I don't necessarily think that "virulent" is an intolerant, scornful or bullying term. Eg. I'd say that "capitalism" and "democracy" are virulent ideas too (as well as being good ones).

Anonymous said...


Please look at these definitions of virulent from three different online dictionaries:


Extremely infectious, malignant, or poisonous. Used of a disease or toxin.

Capable of causing disease by breaking down protective mechanisms of the host. Used of a pathogen.

Bitterly hostile or antagonistic; hateful: virulent criticism.See Synonyms at poisonous.

Intensely irritating, obnoxious, or harsh.

1 - a : marked by a rapid, severe, and destructive course
b : able to overcome bodily defensive mechanisms :markedly pathogenic

2: extremely poisonous or venomous

3: full of malice : malignant

4: objectionably harsh or strong
— vir·u·lent·ly adverb

virulent - [L. virulentus, from virus, poison, that is, strength, from the same root as vir, vireo. See Venom.]

1. Extremely active in doing injury; very poisonous or venomous. No poison is more virulent than that of some species of serpents.

2. Very bitter in enmity; malignant; as a virulent invective.
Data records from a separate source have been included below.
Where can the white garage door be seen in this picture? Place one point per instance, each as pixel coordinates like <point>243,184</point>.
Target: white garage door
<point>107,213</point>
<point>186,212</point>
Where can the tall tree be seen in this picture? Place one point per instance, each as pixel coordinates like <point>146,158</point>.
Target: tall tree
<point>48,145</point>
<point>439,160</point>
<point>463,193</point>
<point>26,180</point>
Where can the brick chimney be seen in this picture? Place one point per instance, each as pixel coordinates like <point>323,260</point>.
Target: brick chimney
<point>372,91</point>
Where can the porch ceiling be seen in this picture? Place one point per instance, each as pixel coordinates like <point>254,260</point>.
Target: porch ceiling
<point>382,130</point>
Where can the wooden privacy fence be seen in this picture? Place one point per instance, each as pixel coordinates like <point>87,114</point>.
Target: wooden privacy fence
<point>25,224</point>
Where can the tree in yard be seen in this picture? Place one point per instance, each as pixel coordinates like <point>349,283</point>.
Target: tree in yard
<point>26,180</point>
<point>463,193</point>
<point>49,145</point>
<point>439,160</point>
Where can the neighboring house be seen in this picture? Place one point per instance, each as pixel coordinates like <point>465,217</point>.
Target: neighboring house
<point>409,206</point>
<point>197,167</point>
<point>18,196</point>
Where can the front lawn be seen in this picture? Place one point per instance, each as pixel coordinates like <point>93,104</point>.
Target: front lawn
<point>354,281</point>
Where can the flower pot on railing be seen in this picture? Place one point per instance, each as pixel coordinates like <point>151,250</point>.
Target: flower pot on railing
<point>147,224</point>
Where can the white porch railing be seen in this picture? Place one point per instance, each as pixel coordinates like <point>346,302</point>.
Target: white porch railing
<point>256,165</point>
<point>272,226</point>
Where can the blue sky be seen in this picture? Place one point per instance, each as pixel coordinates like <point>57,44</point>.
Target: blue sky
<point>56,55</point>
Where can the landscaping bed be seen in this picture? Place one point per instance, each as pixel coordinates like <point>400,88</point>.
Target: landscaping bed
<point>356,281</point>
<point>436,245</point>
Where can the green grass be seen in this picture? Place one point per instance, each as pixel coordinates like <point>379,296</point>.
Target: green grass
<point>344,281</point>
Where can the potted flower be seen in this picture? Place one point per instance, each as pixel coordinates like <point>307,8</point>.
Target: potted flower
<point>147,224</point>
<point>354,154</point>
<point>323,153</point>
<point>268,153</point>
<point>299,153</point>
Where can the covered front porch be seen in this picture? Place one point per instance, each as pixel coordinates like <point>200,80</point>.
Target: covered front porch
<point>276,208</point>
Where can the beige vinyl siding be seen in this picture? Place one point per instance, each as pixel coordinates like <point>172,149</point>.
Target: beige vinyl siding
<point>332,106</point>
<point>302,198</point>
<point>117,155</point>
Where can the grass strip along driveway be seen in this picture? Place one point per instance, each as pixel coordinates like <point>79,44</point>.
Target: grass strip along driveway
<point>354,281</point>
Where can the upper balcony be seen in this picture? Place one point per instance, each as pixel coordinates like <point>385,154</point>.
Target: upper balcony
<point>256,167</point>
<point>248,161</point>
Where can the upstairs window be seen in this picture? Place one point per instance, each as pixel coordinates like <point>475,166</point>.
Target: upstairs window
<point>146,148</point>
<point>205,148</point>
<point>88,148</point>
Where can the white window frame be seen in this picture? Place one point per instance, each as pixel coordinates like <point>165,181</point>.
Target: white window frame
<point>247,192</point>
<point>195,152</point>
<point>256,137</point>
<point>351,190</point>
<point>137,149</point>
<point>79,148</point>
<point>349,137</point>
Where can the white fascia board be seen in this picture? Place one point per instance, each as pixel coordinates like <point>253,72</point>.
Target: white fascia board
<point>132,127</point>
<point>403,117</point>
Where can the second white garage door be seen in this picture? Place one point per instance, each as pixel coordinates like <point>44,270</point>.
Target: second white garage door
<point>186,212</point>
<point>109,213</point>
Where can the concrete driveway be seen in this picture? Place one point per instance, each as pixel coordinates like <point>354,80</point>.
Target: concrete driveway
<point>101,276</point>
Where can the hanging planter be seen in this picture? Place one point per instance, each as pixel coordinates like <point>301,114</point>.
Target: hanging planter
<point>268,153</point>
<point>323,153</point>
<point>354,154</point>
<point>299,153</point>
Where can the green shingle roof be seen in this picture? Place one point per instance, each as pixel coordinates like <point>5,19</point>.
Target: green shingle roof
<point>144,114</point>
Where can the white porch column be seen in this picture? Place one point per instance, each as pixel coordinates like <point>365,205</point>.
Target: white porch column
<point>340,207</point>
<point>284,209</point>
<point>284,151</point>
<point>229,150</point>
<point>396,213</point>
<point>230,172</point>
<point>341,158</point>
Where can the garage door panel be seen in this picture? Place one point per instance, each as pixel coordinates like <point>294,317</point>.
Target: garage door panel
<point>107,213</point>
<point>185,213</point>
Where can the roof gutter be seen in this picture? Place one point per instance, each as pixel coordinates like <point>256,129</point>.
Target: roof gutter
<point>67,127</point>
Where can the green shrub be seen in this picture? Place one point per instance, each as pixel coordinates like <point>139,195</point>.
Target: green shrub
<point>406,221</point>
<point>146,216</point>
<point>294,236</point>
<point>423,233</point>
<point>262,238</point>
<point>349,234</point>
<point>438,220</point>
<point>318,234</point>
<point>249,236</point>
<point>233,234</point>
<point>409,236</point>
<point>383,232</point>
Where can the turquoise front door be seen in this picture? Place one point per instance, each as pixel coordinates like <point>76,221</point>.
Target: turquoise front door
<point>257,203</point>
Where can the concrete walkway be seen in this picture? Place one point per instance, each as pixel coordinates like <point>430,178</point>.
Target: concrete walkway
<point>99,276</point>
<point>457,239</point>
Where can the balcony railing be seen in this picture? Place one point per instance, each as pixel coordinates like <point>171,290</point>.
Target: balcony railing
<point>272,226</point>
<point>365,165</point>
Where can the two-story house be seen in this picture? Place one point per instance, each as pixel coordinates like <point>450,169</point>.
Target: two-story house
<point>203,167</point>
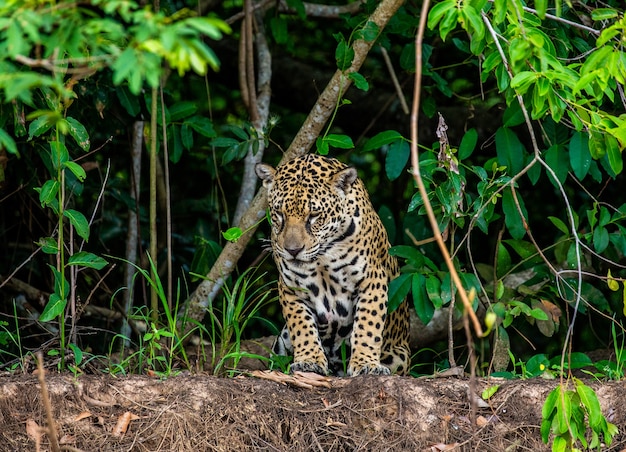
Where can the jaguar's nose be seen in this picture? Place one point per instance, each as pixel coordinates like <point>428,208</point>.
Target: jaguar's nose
<point>295,251</point>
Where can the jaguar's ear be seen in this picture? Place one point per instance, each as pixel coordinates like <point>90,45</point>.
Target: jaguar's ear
<point>344,179</point>
<point>266,173</point>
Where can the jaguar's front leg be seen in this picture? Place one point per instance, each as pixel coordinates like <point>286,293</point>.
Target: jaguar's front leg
<point>308,354</point>
<point>367,333</point>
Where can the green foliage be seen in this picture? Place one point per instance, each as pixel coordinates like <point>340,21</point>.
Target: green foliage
<point>568,413</point>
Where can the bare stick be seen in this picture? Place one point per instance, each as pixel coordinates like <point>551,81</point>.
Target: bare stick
<point>52,430</point>
<point>418,178</point>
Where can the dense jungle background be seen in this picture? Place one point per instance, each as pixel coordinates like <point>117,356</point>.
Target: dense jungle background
<point>133,235</point>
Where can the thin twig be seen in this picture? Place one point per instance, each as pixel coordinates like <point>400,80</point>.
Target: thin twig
<point>45,398</point>
<point>394,79</point>
<point>418,178</point>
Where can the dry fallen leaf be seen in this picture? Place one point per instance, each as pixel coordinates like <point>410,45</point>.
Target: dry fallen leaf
<point>83,415</point>
<point>34,431</point>
<point>123,422</point>
<point>443,447</point>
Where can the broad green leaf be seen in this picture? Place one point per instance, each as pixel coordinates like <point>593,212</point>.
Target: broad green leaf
<point>504,261</point>
<point>433,289</point>
<point>510,151</point>
<point>202,125</point>
<point>589,399</point>
<point>181,110</point>
<point>369,32</point>
<point>186,136</point>
<point>85,259</point>
<point>600,239</point>
<point>603,13</point>
<point>128,100</point>
<point>39,126</point>
<point>232,234</point>
<point>557,159</point>
<point>339,141</point>
<point>79,133</point>
<point>579,156</point>
<point>79,222</point>
<point>53,309</point>
<point>438,11</point>
<point>423,306</point>
<point>560,225</point>
<point>514,223</point>
<point>48,192</point>
<point>541,7</point>
<point>322,146</point>
<point>381,139</point>
<point>344,54</point>
<point>278,26</point>
<point>468,144</point>
<point>359,81</point>
<point>77,170</point>
<point>7,142</point>
<point>398,289</point>
<point>397,158</point>
<point>613,153</point>
<point>48,245</point>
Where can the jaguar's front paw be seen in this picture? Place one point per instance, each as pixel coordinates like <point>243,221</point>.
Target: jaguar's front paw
<point>368,369</point>
<point>302,366</point>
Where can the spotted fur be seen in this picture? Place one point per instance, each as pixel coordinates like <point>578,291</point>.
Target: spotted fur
<point>331,250</point>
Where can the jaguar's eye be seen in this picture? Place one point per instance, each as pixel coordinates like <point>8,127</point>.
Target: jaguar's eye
<point>277,220</point>
<point>312,218</point>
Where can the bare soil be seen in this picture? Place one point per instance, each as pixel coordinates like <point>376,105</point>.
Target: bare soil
<point>206,413</point>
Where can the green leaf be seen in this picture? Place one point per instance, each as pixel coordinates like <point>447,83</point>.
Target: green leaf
<point>579,156</point>
<point>344,54</point>
<point>128,100</point>
<point>232,234</point>
<point>278,26</point>
<point>369,32</point>
<point>381,139</point>
<point>48,245</point>
<point>398,289</point>
<point>339,141</point>
<point>53,309</point>
<point>613,154</point>
<point>79,222</point>
<point>514,223</point>
<point>468,144</point>
<point>423,306</point>
<point>359,81</point>
<point>397,158</point>
<point>510,151</point>
<point>560,225</point>
<point>558,160</point>
<point>7,142</point>
<point>181,110</point>
<point>79,133</point>
<point>589,399</point>
<point>39,126</point>
<point>85,259</point>
<point>48,192</point>
<point>433,289</point>
<point>603,13</point>
<point>77,170</point>
<point>600,239</point>
<point>541,7</point>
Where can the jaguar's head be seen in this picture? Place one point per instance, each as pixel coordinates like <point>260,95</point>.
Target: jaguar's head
<point>307,198</point>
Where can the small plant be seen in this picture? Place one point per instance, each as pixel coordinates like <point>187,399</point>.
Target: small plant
<point>241,305</point>
<point>569,413</point>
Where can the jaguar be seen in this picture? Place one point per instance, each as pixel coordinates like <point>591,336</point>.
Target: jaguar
<point>332,254</point>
Do you still see the word in the same light now?

~ FreeThinke

jez said...

Yes, I still don't see it that way. The etymology of the word goes has its roots from before we had a germ theory of infection, and the traditional dictionaries include definitions of the word as it would have been understood in the 17th century. However, I am unable to break the association with viral reproduction & infection as discovered by microbiology. I'd like to use it as a near-synonym for "very infectious".

However the dictionary is the last court of appeal in this matter, so your position is sufficiently defended. I accept I might be the eccentric here, and more importantly, I don't disagree with what you say about badgering, bullying, insulting etc.

Anonymous said...

Thanks, Jez.

Infectious can certainly be used in a positive sense -- i.e. "Her charming laughter was infectious, and lifted everyone's spirits" - OR - "The foreman's enthusiasm for the work proved infectious, and soon everyone at the job site was giving his all to get it done before nightfall."

Virulent, however, has always been used in a pejorative context -- i.e. "The KKK's virulent passion for anti-Semitism and racial intolerance made it a danger to the safety and integrity of our democratic society." - OR - "His aversion to obeying orders and cooperating with others became so virulent it rendered him anti-social and chronically delinquent."

In any event I can tell your heart's in the right place, but words either mean something in particular, or they mean nothing at all -- not that new meanings cannot evolve from old. They do, but often it comes from persistent misuse, and that only serves to add to the confusion with which we are already overburdened, I fear.

~ FreeThinke

MathewK said...

Nice poem.

Anonymous said...

This was not written by Maya Angelou, it was actually written by Carol Wimmer in 1988

It is a great piece but you should edit this and give the correct person the credit.